SPORT1: Vielleicht wird es mit ihm eine ähnliche Erfolgsgeschichte wie mit Sommer…
Stiel: Warum nicht? Das wünsche ich Jonas. Damals kam mit dem Unbekannten Yann Sommer ein Schweizer nach Gladbach und anfangs waren die Fans skeptisch, schließlich war Marc-André ter Stegen sehr stark, ein Gladbacher und sehr beliebt. Dass er in den vergangenen Jahren bei Barca diese Figur geworden ist, spricht ja auch für die Torwart-Ausbildung in Gladbach.

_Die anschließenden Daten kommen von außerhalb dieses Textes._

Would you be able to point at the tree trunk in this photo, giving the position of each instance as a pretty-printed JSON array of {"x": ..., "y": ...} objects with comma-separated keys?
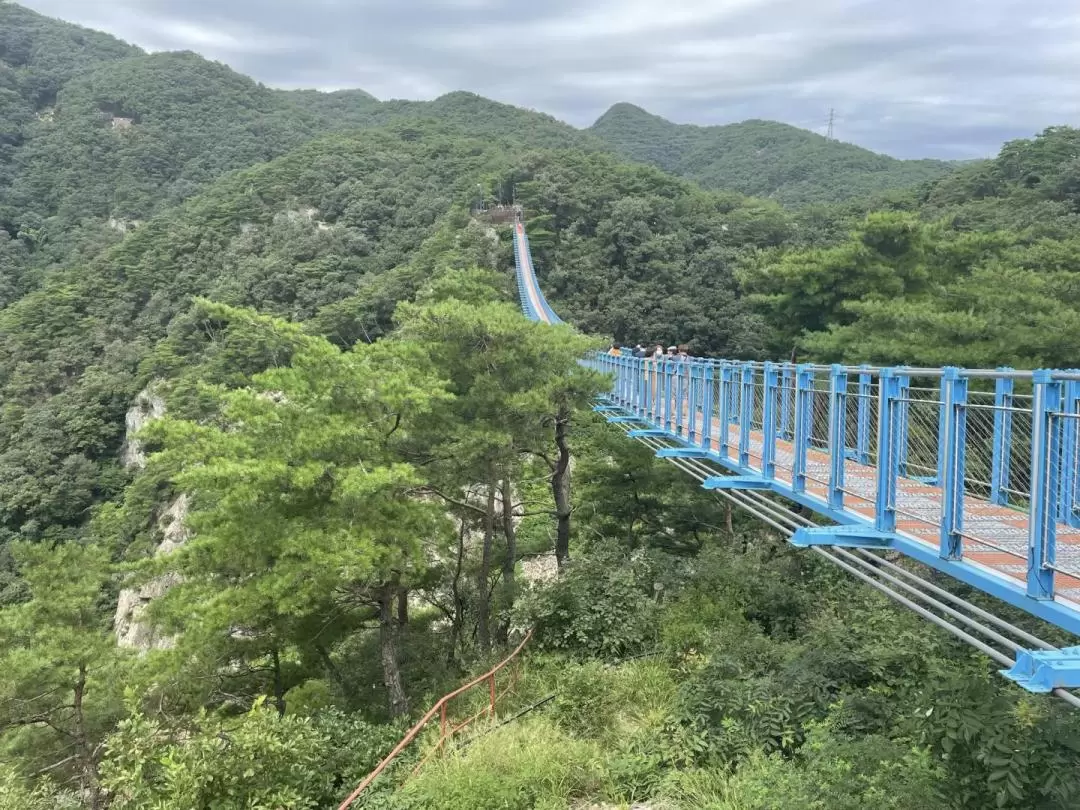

Für den Moment tut es weh, dass Yann weggegangen ist. Aber vieles, was anfangs weh tut, kann gut werden.
SPORT1: Was wünschen Sie Ihren beiden Landsleuten?
Stiel: Ich wünsche Yann und Jonas, dass sie weiter das machen, dass sie weiter starke Leistungen zeigen werden und von Verletzungen verschont bleiben. Beide sind exzellente Torhüter. Wir werden uns relativ schnell daran gewöhnt haben, dass Yann ab jetzt bei den Bayern im Tor steht und Jonas bei der Borussia. Es ist für alle wie gesagt eine tolle Geschichte.